Childishness is one thing [...] But puerility in adults is quite another thing, and considerably less charming. "You said there were WMDs in Iraq and that Saddam had friends in al Qaeda. . . . Blah, blah, pants on fire." I have had many opportunities to tire of this mantra. It takes ten seconds to intone the said mantra. It would take me, on my most eloquent C-SPAN day, at the very least five minutes to say that Abdul Rahman Yasin, who mixed the chemicals for the World Trade Center attack in 1993, subsequently sought and found refuge in Baghdad; that Dr. Mahdi Obeidi, Saddam's senior physicist, was able to lead American soldiers to nuclear centrifuge parts and a blueprint for a complete centrifuge (the crown jewel of nuclear physics) buried on the orders of Qusay Hussein; that Saddam's agents were in Damascus as late as February 2003, negotiating to purchase missiles off the shelf from North Korea; or that Rolf Ekeus, the great Swedish socialist who founded the inspection process in Iraq after 1991, has told me for the record that he was offered a $2 million bribe in a face-to-face meeting with Tariq Aziz. And these eye-catching examples would by no means exhaust my repertoire, or empty my quiver. Yes, it must be admitted that Bush and Blair made a hash of a good case, largely because they preferred to scare people rather than enlighten them or reason with them. Still, the only real strategy of deception has come from those who believe, or pretend, that Saddam Hussein was no problem.

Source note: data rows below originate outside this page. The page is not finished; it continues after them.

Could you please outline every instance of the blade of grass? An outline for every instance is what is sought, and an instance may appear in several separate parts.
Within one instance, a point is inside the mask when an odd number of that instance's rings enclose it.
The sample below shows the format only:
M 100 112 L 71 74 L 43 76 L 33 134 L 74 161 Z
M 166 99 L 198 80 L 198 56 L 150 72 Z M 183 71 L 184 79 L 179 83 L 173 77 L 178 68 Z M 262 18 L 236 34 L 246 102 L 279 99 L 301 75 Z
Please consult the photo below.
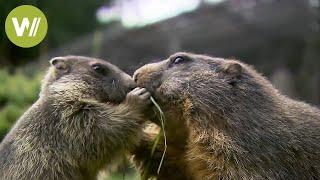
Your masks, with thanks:
M 165 156 L 166 151 L 167 151 L 167 137 L 166 137 L 166 132 L 165 132 L 165 116 L 164 116 L 164 113 L 161 110 L 159 104 L 155 101 L 155 99 L 152 96 L 150 97 L 150 100 L 159 111 L 160 122 L 161 122 L 161 130 L 162 130 L 162 134 L 163 134 L 163 138 L 164 138 L 164 150 L 163 150 L 161 161 L 159 163 L 159 167 L 158 167 L 158 170 L 157 170 L 157 173 L 159 174 L 160 170 L 161 170 L 161 166 L 163 164 L 164 156 Z M 152 147 L 152 152 L 151 152 L 152 155 L 153 155 L 153 153 L 154 153 L 154 151 L 156 149 L 157 144 L 159 143 L 159 140 L 160 140 L 160 136 L 158 135 L 156 140 L 155 140 L 155 143 L 153 144 L 153 147 Z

What is most striking to me is that the Bush-haters are so unhinged -- so disturbingly unbalanced -- that they find no moral transgression in using their caustic rhetoric to exploit the dead and displaced in the Gulf Coast, just as they do the troops on the battlefield, so long as they can take cheap shots at their "cowboy" commander-in-chief.
It takes some intellectual vacuum to blame a president for a natural disaster or, more appallingly, to politicize it before we've even accounted for all the dead and missing.